Enabling Multilingual Search through Controlled Vocabularies: the AGRIS Approach – A review

Enabling Multilingual Search through Controlled Vocabularies: the AGRIS Approach’ is the title of the paper that was awarded the Best Paper Prize, submitted and presented at this year’s 10th International Conference on Metadata and Semantics Research conference (MTSR 2016) held on the 22rd  to the 25th  November 2016.

_____________________________________________________________________________________________________

This paper - authored by Fabrizio Celli and Johannes Keizer of the AGRIS team - presents the earlier development of multilingual search implemented within the AGRIS system. In particular, the paper describes the lightweight approach adopted to enable the cross language information retrieval feature in the AGRIS.

The article is grounded on literature in that it builds upon the two decade old debate that of the usefulness of controlled vocabularies in information retrieval. There are two schools of thoughts that emerge: (i) supporters of controlled vocabularies who believe they aid recall in search results and (ii) those who advocate for the abandoning of controlled vocabularies and prefer free-text searching.

The paper delves into this debate by showing through the AGRIS approach how the adoption of a controlled vocabulary helps in implementing the multilingual search functionality in the AGRIS information system, in order to retrieve multilingual content whose language may be different from the language of the query.
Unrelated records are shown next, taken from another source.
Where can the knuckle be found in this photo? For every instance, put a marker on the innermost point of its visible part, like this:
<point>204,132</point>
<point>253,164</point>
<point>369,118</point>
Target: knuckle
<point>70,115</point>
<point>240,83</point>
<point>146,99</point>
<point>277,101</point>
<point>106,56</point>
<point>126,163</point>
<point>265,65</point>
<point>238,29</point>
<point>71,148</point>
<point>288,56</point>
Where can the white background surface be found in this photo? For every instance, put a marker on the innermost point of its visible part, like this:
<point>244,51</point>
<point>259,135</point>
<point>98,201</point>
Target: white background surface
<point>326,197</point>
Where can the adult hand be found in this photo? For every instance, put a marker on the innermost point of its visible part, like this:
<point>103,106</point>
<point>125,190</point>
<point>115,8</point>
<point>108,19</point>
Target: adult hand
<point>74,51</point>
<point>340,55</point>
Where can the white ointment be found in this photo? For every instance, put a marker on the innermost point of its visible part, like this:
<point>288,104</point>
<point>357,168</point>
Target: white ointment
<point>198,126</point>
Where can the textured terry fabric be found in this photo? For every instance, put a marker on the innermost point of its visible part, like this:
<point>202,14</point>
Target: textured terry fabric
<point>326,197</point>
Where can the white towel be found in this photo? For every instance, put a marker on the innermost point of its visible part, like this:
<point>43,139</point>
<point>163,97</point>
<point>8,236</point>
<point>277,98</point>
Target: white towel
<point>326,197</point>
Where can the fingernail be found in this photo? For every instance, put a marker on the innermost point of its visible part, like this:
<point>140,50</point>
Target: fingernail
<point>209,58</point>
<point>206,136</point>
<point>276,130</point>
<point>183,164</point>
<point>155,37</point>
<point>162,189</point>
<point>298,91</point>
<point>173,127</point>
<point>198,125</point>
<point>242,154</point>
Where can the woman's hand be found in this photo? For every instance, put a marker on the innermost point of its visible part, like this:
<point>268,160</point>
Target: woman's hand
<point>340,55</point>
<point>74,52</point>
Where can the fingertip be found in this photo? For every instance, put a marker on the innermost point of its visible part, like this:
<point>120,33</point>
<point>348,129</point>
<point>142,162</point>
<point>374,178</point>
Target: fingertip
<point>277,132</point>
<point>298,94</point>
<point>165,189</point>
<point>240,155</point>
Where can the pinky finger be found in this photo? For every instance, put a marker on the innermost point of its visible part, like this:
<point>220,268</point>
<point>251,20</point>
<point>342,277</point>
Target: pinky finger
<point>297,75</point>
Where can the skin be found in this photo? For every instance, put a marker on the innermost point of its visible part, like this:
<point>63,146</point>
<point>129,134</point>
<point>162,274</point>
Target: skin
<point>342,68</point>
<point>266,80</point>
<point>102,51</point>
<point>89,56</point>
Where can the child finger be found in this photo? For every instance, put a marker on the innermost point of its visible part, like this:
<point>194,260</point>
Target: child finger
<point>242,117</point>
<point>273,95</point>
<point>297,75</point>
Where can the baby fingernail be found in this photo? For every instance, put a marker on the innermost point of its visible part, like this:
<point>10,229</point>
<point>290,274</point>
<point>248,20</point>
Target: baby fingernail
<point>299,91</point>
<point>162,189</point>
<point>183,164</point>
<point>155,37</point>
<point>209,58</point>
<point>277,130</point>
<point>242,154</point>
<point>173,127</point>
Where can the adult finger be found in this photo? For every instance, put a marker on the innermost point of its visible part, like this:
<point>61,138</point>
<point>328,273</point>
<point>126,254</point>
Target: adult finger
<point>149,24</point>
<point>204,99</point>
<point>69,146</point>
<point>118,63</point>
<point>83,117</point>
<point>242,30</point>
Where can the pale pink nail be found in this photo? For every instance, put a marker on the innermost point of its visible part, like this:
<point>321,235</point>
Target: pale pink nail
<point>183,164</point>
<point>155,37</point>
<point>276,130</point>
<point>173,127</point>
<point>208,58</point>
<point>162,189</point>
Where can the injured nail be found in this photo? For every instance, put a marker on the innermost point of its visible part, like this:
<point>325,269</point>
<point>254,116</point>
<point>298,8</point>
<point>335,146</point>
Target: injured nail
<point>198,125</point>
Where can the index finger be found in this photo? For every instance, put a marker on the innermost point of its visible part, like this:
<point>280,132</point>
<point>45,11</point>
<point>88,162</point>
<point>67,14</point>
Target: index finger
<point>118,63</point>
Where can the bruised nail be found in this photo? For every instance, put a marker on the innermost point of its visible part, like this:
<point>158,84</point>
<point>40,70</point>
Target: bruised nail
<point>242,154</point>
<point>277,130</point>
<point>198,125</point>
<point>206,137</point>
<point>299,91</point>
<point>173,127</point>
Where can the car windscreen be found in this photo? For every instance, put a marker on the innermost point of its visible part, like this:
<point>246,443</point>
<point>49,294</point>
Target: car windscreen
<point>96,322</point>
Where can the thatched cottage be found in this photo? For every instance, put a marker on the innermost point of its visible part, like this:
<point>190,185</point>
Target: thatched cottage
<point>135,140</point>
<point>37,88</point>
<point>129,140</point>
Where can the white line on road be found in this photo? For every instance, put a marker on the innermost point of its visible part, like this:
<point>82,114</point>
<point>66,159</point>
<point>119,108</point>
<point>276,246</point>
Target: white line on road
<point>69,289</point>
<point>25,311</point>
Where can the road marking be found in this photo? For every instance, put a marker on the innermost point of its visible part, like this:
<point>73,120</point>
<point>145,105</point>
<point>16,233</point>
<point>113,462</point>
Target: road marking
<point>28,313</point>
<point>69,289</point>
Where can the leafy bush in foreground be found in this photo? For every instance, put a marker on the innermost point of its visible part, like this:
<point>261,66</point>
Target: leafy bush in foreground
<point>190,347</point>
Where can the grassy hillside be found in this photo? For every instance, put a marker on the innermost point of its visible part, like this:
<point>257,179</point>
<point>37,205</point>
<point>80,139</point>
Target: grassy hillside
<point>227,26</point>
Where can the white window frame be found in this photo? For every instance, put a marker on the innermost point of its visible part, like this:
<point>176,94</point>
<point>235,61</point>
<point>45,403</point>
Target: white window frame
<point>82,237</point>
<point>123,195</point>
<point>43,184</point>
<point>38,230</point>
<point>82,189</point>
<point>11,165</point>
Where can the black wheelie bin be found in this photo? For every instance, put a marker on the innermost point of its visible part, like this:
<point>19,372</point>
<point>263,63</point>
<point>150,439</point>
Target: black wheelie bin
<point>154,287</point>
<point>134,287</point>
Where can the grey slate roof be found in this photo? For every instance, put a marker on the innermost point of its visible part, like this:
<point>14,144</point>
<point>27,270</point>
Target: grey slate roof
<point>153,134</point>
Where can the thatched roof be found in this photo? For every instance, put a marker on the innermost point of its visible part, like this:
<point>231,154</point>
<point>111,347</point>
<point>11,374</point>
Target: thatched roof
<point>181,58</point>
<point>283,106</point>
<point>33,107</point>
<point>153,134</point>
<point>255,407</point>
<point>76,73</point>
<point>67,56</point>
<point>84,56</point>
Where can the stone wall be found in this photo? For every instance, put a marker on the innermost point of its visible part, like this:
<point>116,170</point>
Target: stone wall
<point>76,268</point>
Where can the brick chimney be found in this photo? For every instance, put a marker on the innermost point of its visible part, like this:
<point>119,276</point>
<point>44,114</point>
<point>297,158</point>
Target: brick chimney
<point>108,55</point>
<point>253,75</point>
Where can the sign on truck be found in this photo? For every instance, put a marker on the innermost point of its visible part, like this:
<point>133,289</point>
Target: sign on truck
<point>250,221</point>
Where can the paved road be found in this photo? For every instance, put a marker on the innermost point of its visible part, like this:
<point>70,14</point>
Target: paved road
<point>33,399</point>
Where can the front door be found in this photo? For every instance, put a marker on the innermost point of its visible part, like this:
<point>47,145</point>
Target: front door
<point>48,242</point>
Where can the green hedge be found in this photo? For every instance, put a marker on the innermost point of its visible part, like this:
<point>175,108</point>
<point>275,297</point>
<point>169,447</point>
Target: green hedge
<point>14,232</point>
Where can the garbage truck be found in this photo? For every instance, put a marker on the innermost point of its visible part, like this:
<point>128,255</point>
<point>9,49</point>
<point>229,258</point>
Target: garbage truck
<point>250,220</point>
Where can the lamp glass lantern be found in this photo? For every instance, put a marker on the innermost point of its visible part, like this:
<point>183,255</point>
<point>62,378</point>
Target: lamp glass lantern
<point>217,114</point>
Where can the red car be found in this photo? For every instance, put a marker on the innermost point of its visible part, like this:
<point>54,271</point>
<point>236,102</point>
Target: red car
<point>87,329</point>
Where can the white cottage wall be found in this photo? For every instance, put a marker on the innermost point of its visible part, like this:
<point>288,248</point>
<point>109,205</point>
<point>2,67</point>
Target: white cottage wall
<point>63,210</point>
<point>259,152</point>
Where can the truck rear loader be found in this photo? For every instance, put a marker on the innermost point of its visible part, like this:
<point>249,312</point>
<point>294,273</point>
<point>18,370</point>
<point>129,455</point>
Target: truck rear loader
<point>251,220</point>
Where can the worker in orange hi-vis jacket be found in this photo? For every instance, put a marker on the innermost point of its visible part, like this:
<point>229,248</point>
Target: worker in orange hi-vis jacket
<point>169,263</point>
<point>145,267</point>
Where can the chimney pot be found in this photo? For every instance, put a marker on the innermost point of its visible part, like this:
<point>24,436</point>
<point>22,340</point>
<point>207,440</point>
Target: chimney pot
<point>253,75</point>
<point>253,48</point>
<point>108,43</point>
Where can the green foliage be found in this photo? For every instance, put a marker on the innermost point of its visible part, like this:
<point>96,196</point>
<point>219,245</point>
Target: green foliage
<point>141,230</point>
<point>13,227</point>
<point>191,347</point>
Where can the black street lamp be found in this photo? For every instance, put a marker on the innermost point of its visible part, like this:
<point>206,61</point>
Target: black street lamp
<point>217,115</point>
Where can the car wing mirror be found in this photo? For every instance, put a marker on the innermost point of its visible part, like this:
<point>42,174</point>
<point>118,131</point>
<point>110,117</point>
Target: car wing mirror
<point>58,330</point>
Three parts emerge in the form of the paper: (1) An introduction to AGRIS and AGROVOC thesaurus; (2) The AGRIS approach to Multilingual Search; (3) Analysis of the results and conclusions.

In this review we summarize the second and the third later points respectively.

The AGRIS Approach to multilingual search

The model of this approach is aptly described in the paper as thus, “AGRIS approach to multilingual search is based on the adoption of AGROVOC as an instrument to translate user search keywords. In this way, we demonstrate that a controlled vocabulary is not only good for document indexing, but it can be applied to other aspects of information retrieval, as enabling multilingual search through automatic query expansion (AQE). AQE has a 50-year history but, as the survey [3] states, only in recent years it has reached a good level of scientific maturity to lose the status of experimental technique”.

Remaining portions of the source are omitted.